Throughout the book, Stahl demonstrates again and again that the chaplaincy was a premier site of negotiation for outsider groups: to be recognized by the chaplaincy–the American government–was a way to seek acceptance and integration into American life and signalled the same to citizens stateside. Outsider groups could become insider, however, only as long as they were willing to perform a kind of forced ecumenism, that is, not challenge the Judeo-Christian tradition too much. Stahl describes how the institution controlled the production of religion in the armed forces by carefully “circumscrib[ing] participation in the chaplaincy to a limited population of American clergy” (105), namely those deemed acceptable and not a threat by the powers that be. 

But bit by bit, non-white, non-Protestant, and/or non-Christian groups managed to move the needle–some much faster than others. Stahl writes, for example, how Mormonism’s model of lay leadership challenged the educational and ordination requirements for chaplains, or how decades of advocacy eventually would result in the 2017 decision to allow soldiers to wear hijabs, beards, and turbans. Stahl also describes how the larger question of race in America entered the chaplaincy, for example through a discussion of how the military did or did not meet the needs of African-American soldiers in the still-segregated armed forces or Buddhists serving during WWII while family members were locked into US internment camps. By the Vietnam War, a tri-faith model of American religion was no longer adequate: Muslims joined Buddhists in operating entirely outside of that structure, while non-Protestant Christians like Mormons and Russian Orthodox chafed under the generic Protestantism still in play, for example. Stahl analyzes the chaplaincy’s response to this changing American landscape as a way to chart shifts in and challenges to the idea of religious freedoms in the modern United States. 

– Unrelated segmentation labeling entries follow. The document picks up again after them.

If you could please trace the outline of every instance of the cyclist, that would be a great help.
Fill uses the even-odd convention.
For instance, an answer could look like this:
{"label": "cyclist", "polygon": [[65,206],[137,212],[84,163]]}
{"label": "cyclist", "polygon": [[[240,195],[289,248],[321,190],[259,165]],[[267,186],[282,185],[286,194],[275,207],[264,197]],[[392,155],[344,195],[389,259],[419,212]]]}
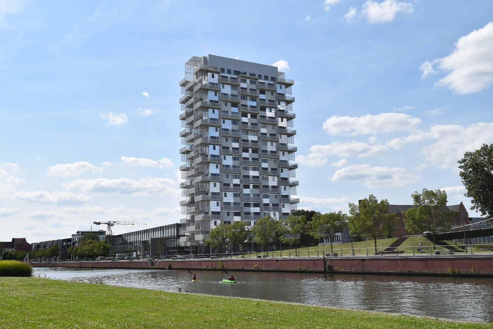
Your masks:
{"label": "cyclist", "polygon": [[420,241],[420,248],[418,248],[418,251],[420,253],[424,251],[424,245],[423,241]]}

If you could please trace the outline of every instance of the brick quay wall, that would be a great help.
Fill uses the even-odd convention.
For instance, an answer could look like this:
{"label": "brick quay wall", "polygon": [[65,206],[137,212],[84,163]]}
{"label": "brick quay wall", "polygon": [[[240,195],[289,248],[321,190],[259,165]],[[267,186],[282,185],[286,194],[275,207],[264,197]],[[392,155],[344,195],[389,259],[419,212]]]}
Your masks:
{"label": "brick quay wall", "polygon": [[33,267],[299,271],[493,277],[493,255],[63,261]]}

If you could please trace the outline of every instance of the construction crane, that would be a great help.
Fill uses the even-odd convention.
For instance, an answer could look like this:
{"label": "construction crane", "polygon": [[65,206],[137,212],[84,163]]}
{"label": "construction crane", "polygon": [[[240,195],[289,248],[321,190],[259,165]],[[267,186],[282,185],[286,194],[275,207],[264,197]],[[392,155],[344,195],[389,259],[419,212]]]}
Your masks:
{"label": "construction crane", "polygon": [[147,223],[134,223],[131,221],[117,221],[116,220],[108,220],[107,221],[94,221],[93,224],[96,225],[101,225],[102,224],[107,225],[107,228],[106,230],[106,235],[112,235],[113,232],[111,231],[111,227],[115,225],[147,225]]}

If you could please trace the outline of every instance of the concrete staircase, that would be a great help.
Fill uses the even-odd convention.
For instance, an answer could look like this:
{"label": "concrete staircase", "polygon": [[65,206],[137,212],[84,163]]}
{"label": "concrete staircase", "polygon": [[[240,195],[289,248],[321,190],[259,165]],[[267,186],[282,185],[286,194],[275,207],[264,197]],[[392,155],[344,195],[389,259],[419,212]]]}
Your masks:
{"label": "concrete staircase", "polygon": [[404,253],[404,251],[399,251],[396,252],[395,249],[398,247],[402,244],[402,243],[406,241],[407,238],[399,238],[395,241],[393,243],[387,247],[387,248],[384,250],[383,252],[384,254],[396,254],[396,253],[399,253],[402,254]]}

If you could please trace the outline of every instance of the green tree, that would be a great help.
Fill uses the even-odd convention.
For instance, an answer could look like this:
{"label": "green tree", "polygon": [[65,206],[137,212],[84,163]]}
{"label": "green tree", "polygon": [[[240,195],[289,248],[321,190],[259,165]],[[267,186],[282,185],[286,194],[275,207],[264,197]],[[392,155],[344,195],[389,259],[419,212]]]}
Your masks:
{"label": "green tree", "polygon": [[377,239],[390,237],[395,229],[397,218],[388,213],[388,201],[380,202],[373,194],[359,205],[349,204],[349,228],[352,233],[373,239],[375,250]]}
{"label": "green tree", "polygon": [[281,241],[290,246],[294,245],[294,250],[297,250],[300,237],[307,230],[306,224],[307,219],[304,215],[289,215],[285,219],[280,219],[280,231],[282,234]]}
{"label": "green tree", "polygon": [[423,188],[421,193],[416,191],[412,196],[414,207],[402,212],[406,229],[413,233],[430,232],[436,245],[438,229],[452,226],[458,212],[447,207],[447,193],[444,190]]}
{"label": "green tree", "polygon": [[60,253],[60,246],[58,243],[55,244],[48,249],[48,253],[50,257],[57,256]]}
{"label": "green tree", "polygon": [[487,218],[493,217],[493,144],[466,152],[458,163],[459,175],[467,191],[464,195],[471,198],[471,209]]}
{"label": "green tree", "polygon": [[225,247],[228,241],[228,229],[226,226],[222,223],[216,225],[215,227],[209,232],[209,237],[204,240],[204,243],[214,249],[221,249]]}
{"label": "green tree", "polygon": [[268,215],[259,218],[257,223],[251,229],[255,234],[253,240],[257,244],[261,245],[265,250],[265,246],[270,243],[274,243],[274,238],[279,229],[279,222],[274,218]]}
{"label": "green tree", "polygon": [[[312,219],[315,216],[316,214],[320,214],[320,212],[315,210],[305,210],[304,209],[299,209],[297,210],[294,213],[296,216],[305,216],[307,219],[307,224],[308,225],[312,221]],[[300,245],[311,247],[317,244],[317,241],[313,236],[310,234],[310,232],[307,230],[306,232],[301,233],[300,236]]]}
{"label": "green tree", "polygon": [[317,239],[330,240],[330,252],[332,253],[332,242],[336,233],[342,232],[348,225],[348,215],[339,211],[322,215],[317,214],[313,217],[311,223],[312,235]]}
{"label": "green tree", "polygon": [[233,248],[239,246],[243,250],[251,234],[251,232],[244,221],[233,221],[232,224],[227,225],[226,227],[226,237]]}
{"label": "green tree", "polygon": [[99,241],[99,236],[98,234],[94,233],[89,233],[81,236],[80,239],[79,239],[79,243],[87,242],[87,241]]}
{"label": "green tree", "polygon": [[157,253],[158,256],[160,256],[164,251],[164,248],[163,247],[163,244],[161,242],[160,239],[158,240],[157,241],[157,248],[156,248],[156,252]]}

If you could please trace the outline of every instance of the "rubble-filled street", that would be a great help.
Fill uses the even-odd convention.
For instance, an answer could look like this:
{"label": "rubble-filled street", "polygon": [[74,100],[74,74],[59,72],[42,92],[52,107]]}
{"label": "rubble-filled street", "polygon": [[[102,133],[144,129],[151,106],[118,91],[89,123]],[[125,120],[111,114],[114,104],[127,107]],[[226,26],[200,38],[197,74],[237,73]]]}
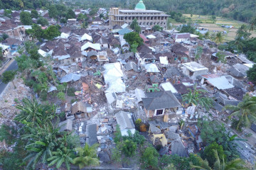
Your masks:
{"label": "rubble-filled street", "polygon": [[237,158],[252,167],[255,63],[245,54],[168,29],[170,16],[142,1],[94,15],[70,8],[63,23],[36,11],[48,23],[21,25],[23,11],[1,18],[1,45],[18,68],[1,76],[0,161],[20,152],[21,169],[186,170],[204,159],[211,169]]}

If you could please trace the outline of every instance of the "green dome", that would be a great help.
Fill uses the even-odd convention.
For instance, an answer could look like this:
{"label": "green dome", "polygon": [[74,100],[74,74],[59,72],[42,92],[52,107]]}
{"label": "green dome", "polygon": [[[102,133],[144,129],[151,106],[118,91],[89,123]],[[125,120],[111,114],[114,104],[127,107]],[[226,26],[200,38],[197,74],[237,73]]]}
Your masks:
{"label": "green dome", "polygon": [[142,0],[140,0],[135,6],[135,10],[146,10],[146,6],[143,3]]}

Through the use of military reports and other official sources, but also the reflections of individual soldiers and chaplains, and even the scripts of the popular radio show Chaplain Jim that was broadcast to the American public, Stahl shows how the military, religious groups, and those at home negotiated what it meant to be an American of faith during wartime–and after. Latter-day Saints come up regularly in Stahl’s book; it is of interest to a Mormon Studies audience not because it focuses intensely on the Mormon presence in the military, but because it treats the LDS Church as one of the many groups vying for recognition in America as American. It is an oft-repeated mantra now that Mormonism is worth studying on its own merits, but also because it illuminates bigger questions in American history; this book is an example of that and is a resource for scholars looking to contextualize the Mormon experience in the US, as well as for scholars interested in the larger question of the separation of church and state–religion and state, rather–in America. 

Article filed under Book and Journal Reviews


Comments

  1. Thanks, Mees! This is one of the more interesting books for thinking about Mormonism and Americanization that I’ve seen in some time. Definitely putting it on my list!

    Comment by J Stuart — July 31, 2019 @ 9:47 am

  2. Thanks for the write-up, Mees. Ardis wrote up an article on BH Roberts in WWI, that really opened my mind on this. And a number of years ago I interviewed a female Latter-day Saint chaplain, who as I remember, was one of the first women certified by the church. There is a lot to explore here in society and individual denominations (as you show here).

    Comment by J. Stapley — July 31, 2019 @ 12:12 pm

  3. …in fact Ardis has a number of stories up, all of which are great, if anyone wants to check them out:

    http://www.keepapitchinin.org/?s=chaplain+roberts&submit=Search

    Comment by J. Stapley — July 31, 2019 @ 12:14 pm

  4. J–chaplaincy as an avenue for female religious participation in the LDS Church outside of gendered leadership structures is a really interesting thing. I’ll be doing chaplaincy training later this year (albeit in a hospital setting) and it’s interesting to think about how chaplaincy exists in the American religious landscape and intersects with institutions, etc.

    Thanks for the link! Those are great.